Dördüncü ve beşinci incelemeler ‘On bin yılın nefesi: Anadolu ruhsallığı’ ve ‘Uygarlık travmaları: bir acı dirlik öyküsü’ ise Anadolu ruhsallığının uygarlığın gelişimi süreci içerisinde çözümlenmesidir. Dindar bu makalelerde, kör nokta sendromunu tanımlar. Yazara göre, bu sendrom ‘uygulayıcıların derya içre olup da deryayı bilmeyen balıklardan da tuhaf bir yere savrulmuş olma, başka toplumlardaki sayıltıları, kendi toplumlarında sayıklama biçiminde yaşamaları’ (s.88) durumudur. Yazara göre ise Anadolu insanını anlamak uygarlığın temel öğelerinin tarihsel olarak çözümlenmesinden geçer. Bu çözümlemeyi; toplumsal farklılaşmanın arketiplerini, yer bağı gök bağı gerilimini, şamanın dünyası ve rahibin dünyası arasındaki farklılığın ruhsallık açısından nasıl ele alınabileceğini de bu makalelerde bulabilirsiniz.

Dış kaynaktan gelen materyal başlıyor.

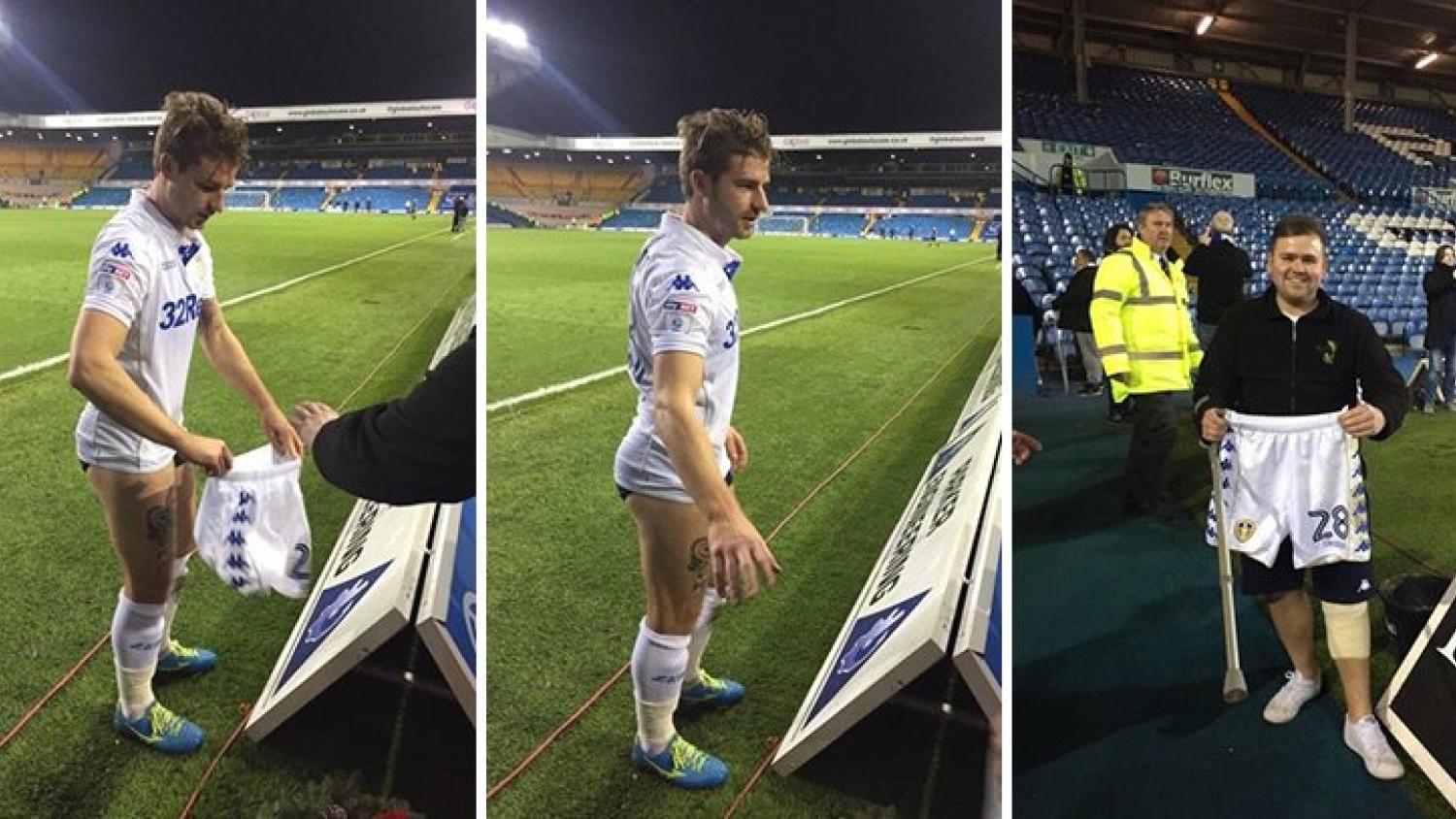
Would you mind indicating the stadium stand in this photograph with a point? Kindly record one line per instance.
(1380, 241)
(1045, 108)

Psikoloji, ürettiği kavramlar ve ‘depresyon’ gibi hastalık kategorileriyle popülerliğini koruyor. Teknolojik açıdan ilerlemiş toplumlarda bireyin davranışının tahmin edilebilir, hatta kontrol edilebilir olmasının arzulandığını düşünürsek bu kavramların varlıkları ve kategorilerin popülerlikleri daha fazla kaygı uyandırıyor.
Cemal Dindar akıl hastaları ve maruz kaldıkları işlemlerin yaşadıkları kültürün ruhunu ele verdiğini söyler. Dışarısıyla-ötekiyle ya da içerisiyle-kendiyle ya da her ikisiyle de zoru olan her bireyin ‘terapiye uygun’ olduğu söylemi, her bireyin sağaltım gereksinimi olduğunu iddia eden bir psikoloji bilimi de yaşadığımız, parçası olduğumuz kültürü ortaya koyuyor.

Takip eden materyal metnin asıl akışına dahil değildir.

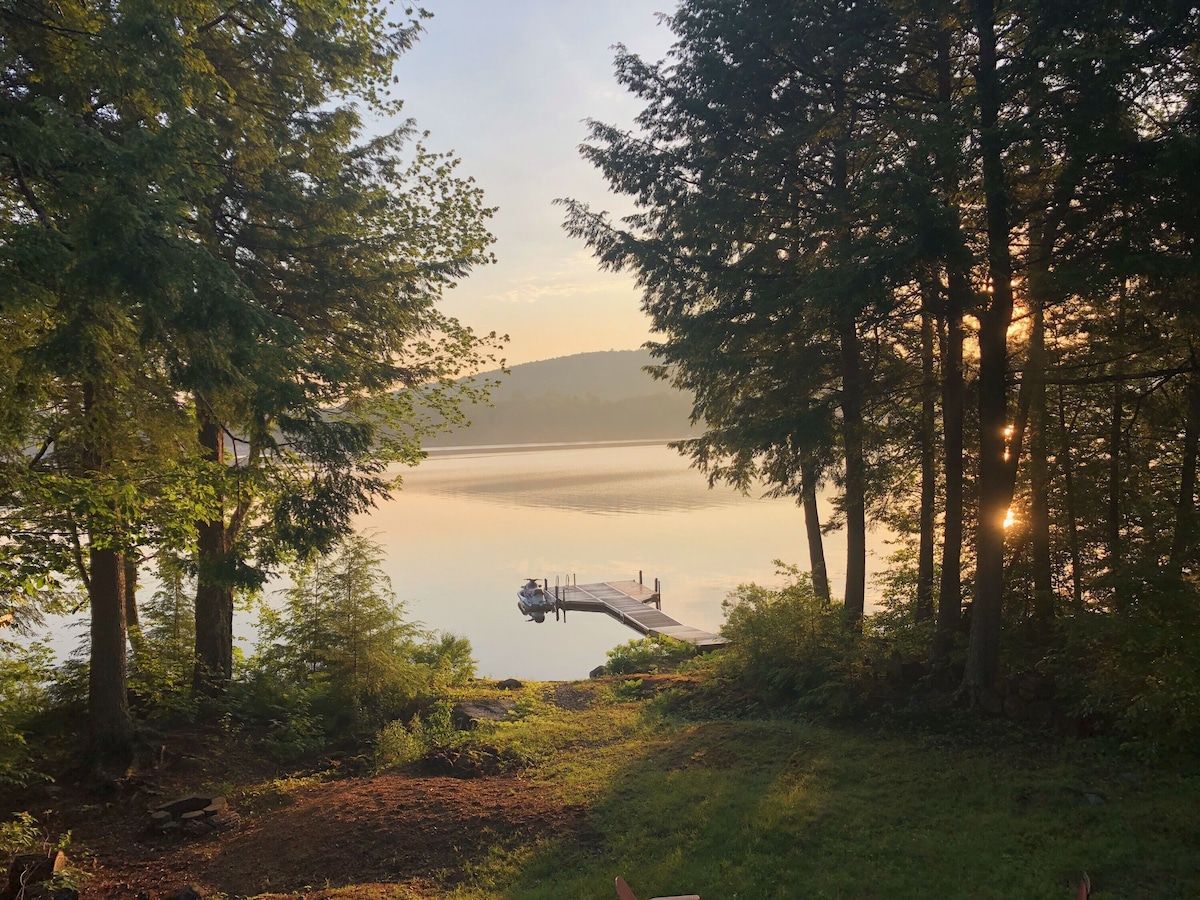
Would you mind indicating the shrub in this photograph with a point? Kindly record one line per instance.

Herşeye rağmen, Cemal Dindar’ın kitabını özetlemek için kullandığı ‘Hayat psikiyatriyi döver’ özlü sözü geçerliliğini koruyor, koruyacak da. Bulunduğumuz kıyı hakkında tatmin edecek bilgiler aktaran bu kitabı okumanın, derya içinde ve deryayı bilerek yaşamak ve bilgi üretmek adına anlamlı bir adım olduğunu düşünüyorum.